Raju, a migrant from West Bengal who works as a gardener, turned up the other day for work. He wanted to work and was adamant that he would not accept money without doing work. Raju kept asking for how long he can afford to take money without doing work, which was a difficult question to answer.

While it is easy to reach guest workers who are staying as a group, those staying individually or in small groups, without strong local ties, crisis throws up challenges. They are unaware of the seriousness of the situation and whom to contact to obtain essential food supplies. Although there exist a lot of single women migrants in Kerala, mostly engaged in medium-skilled jobs in shops, beauty salons, hotels and restaurants, we have hardly heard anything about them in the media.

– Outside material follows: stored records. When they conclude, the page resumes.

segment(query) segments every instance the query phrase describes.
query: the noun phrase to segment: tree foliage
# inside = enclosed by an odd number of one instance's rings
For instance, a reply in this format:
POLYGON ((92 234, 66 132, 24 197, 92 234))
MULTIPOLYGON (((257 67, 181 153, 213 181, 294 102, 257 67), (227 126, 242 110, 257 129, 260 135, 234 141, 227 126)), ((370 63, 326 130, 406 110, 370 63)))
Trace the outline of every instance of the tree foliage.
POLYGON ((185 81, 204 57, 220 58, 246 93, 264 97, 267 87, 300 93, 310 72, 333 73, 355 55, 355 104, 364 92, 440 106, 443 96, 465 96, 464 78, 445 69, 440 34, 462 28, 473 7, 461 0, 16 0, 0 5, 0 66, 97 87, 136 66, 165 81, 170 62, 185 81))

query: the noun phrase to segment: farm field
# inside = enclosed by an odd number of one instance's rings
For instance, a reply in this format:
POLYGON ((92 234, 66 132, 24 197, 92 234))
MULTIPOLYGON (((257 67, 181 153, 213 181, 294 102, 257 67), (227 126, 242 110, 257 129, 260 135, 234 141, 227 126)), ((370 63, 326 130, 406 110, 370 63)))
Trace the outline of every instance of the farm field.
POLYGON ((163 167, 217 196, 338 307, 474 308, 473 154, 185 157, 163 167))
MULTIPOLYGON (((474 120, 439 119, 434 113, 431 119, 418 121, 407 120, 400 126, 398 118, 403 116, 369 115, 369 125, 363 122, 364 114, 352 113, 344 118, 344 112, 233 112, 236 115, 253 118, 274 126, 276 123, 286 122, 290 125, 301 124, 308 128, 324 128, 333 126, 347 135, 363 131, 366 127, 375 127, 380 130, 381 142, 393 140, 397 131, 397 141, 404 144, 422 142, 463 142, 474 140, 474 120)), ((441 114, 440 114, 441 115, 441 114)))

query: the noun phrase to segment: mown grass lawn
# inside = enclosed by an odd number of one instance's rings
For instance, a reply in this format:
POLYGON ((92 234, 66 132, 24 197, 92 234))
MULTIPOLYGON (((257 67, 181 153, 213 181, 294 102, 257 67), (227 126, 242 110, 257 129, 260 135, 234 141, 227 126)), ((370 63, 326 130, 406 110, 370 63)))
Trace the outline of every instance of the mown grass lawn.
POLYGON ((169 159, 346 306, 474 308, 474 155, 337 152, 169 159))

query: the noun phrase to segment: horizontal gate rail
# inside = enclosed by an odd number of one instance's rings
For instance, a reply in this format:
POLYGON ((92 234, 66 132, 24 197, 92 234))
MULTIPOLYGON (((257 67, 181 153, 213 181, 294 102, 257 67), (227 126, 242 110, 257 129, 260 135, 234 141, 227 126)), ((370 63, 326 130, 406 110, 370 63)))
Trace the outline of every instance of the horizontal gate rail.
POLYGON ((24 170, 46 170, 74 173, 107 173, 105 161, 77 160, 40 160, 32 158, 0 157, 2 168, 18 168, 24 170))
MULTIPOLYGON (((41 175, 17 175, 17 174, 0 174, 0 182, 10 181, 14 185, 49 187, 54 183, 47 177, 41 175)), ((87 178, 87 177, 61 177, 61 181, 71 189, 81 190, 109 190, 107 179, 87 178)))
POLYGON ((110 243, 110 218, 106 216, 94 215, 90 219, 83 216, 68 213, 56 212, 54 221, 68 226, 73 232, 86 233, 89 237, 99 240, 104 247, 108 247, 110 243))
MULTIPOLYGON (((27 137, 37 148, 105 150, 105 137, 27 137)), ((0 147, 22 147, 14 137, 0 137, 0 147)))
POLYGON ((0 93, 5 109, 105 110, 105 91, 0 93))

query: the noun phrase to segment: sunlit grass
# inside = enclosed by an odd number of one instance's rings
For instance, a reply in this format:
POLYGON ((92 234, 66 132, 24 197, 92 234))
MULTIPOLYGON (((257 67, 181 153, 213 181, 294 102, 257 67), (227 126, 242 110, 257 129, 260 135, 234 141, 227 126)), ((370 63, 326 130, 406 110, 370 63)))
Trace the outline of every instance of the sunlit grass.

One critical challenge is the lack of data on the number of guest workers in Kerala, which the Government is planning to address for better policy formulation.

Uncertainty looms in the mind of guest workers. Like everyone, they also have their doubts on how long this lockdown will continue, prospects of employment and desire to join their loved ones in their village during this time of crisis.

Joining the Dots As pointed out by Tedros Adhanom Ghebreyesus, the director-general of the World Health Organization, “the greatest enemy we face is not the virus itself; it’s the stigma that turns us against each other. We must stop stigma and hate.” Several questions remain unanswered. But yes, the pandemic has managed to teach us a few things, the most crucial being ‘COVID- 19 does not care for your identity—your place of birth, language or religion’. The best learning from the crisis would be to acknowledge that all of us are fighting to contain the pandemic and let our compassion transcend human-made borders.